Hi. I followed up on a story about the Diebold TSx not recording votes on the lower left of the screen at the Sprague Library in Salt Lake City, Utah, and reported it to CNN, which then forwards you to your local county officials. There I spoke to a young lady (at 2:51 pm MDT) who left the phone for a few minutes then came back to tell me that "The machines are working fine." She got this from someone she called Scott K, a technician regularly employed by the Salt Lake County Elections office, who had been sent to the Sprague Library and he told this young lady that the machines were working fine. She also said I could call him at his phone number, 801-468-3470.
So I did. Scott told me that he'd heard that a voter was having difficulty voting, so he stopped by to see if there was an issue, but that it turned out to be a human problem, not a machine problem.
I asked if the pollworkers had been aware of the problem, and at this point Scott wanted to know if I was calling as a citizen or was I part of a group. I said I was a citizen who will post what I find out online because activist organizations across the country were asking individual citizens to get involved in reporting. We continued.
Scott said that according to the pollworkers, when the voter's vote had not registered, one of them had tried, and failed, but that they solved the problem before the voter actually finally "cast" the vote.
Scott observed a demonstration of what had happened, and he told me that for the vote attempts that did not register, they were touching the screen in a way that he wouldn't expect the screen to be responsive. They were pressing it with a wide surface of their finger, then pressing very hard.
When he heard my typing, Scott asked about it, then said he should have been told that I was doing so, but I simply asked if there was a problem with it, and continued.
Scott reiterated that this was a human problem rather than a mechanical one, that people touch things differently, and that some machines are more responsive than others. When I interrupted to question that, he said, "Let me rephrase that." Some touches, he tried to explain, "The way people touch the screen has something to do with a machine's responsiveness."
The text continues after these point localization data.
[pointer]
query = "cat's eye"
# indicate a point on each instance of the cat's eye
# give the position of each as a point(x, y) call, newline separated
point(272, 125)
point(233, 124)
I questioned whether this was information that the voters knew or that the pollworkers knew? Scott's response was to point out the three "feedback mechanisms" in the system that give the voters a chance to check to see if their vote was properly recorded before voting. He insisted that this was a voter problem and not a pollworker training issue. He said that a voter is usually persistent enough to handle this.
Finally, he said that he had told the pollworker that if this should happen again, the voter should be given a pencil, because an eraser head is more precise than a digit.
Then, why don't the machines have a stylus? No response.
Scott's full name is Scott Konopasek, and his phone at the Salt Lake County Elections office is 801-468-3470.